Divide any number in the series by the previous number; the ratio is always approximately 1.618.
For example: 8/5 = 1.618 21/13 = 1.618
Further into the ratio properties, one can find remarkable consistency when a number is in the Fibonacci series is divided by its immediate succeeding number.
For example: 2/3 = 0.618 13/21 = 0.618
At this stage, do bear in mind that 0.618, when expressed in percentage is 61.8%.
Similar consistency can be found when any number in the Fibonacci series is divided by a number two places higher.
For example: 13/34 = 0.382 21/55 = 0.382 34/89 = 0.382
0.382, when expressed in percentage terms, is 38.2%
Also, there is consistency when a number in the Fibonacci series is divided by a number 3 place higher.
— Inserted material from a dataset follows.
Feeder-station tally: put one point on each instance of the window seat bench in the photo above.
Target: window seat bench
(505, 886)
For example: 13/55 = 0.236 21/89 = 0.236 34/144 = 0.236 55/233 = 0.236
0.236, when expressed in percentage terms, is 23.6%.
Now here is the game plan.
Whenever a stock moves either upward or downward sharply, it tends to retrace its path before the next move.
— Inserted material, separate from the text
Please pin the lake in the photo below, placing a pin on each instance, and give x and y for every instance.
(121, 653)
Fibonacci ratios i.e. 61.8%, 38.2%, and 23.6% can help a trader identify the possible extent of retracement. Traders can use these levels to position themselves for a trade.
Think of a situation where you wanted to buy a particular stock but you have not been able to do so because of a sharp runup in the stock because you are not an expert.
In such a situation, the most prudent action to take would be to wait for a retracement in the stock price. Fibonacci retracement levels such as 61.8%, 38.2% and 23.6% act as potential levels up to which a stock can correct.
In the chart below (NCC), the stock started to decline from a high of Rs. 141 from 80 Rs. and broke as per Fibonacci series, but finally took support at the 23.6 % ( 103 Rs.) retracement and bounced back.
Top: 141 Rs Bottom: 80 Rs. and retracement levels are:
You can observe that, after declining from top-level i.e. 141 Rs, stock stopped at 61.8% level and again after surging to 135 levels it came down to a 50% level that is 112 Rs. again after touching 135 levels, it came back to 103 levels and bounced back. This is not a coincidence and can be applied for any stock.
So, in this case, you could have bought the stock at 103 Rs, 111 Rs. etc. for maximum gains.
Here I haven’t applied any fundamental analysis or Technical analysis.
Note: While selecting a Stock, analyse the stocks in every way. I personally consider company’s brand name , value , Mcap , book value , PE ratio , PBV , Earnings per share , Return of equity , net profit flow , debts verses equity, investors cash flows , FIIs interests , ability to repay the debt , ability to repay the liability , cash inflow , cash outflow , Deliverables , Dividend payout , earning retention , forecasting of future performances based on past values , intrinsic value , margin of safety , PEG , interest earned , annual revenue growth , CAGR , candlestick diagram patterns , retracements and so many other factors like this.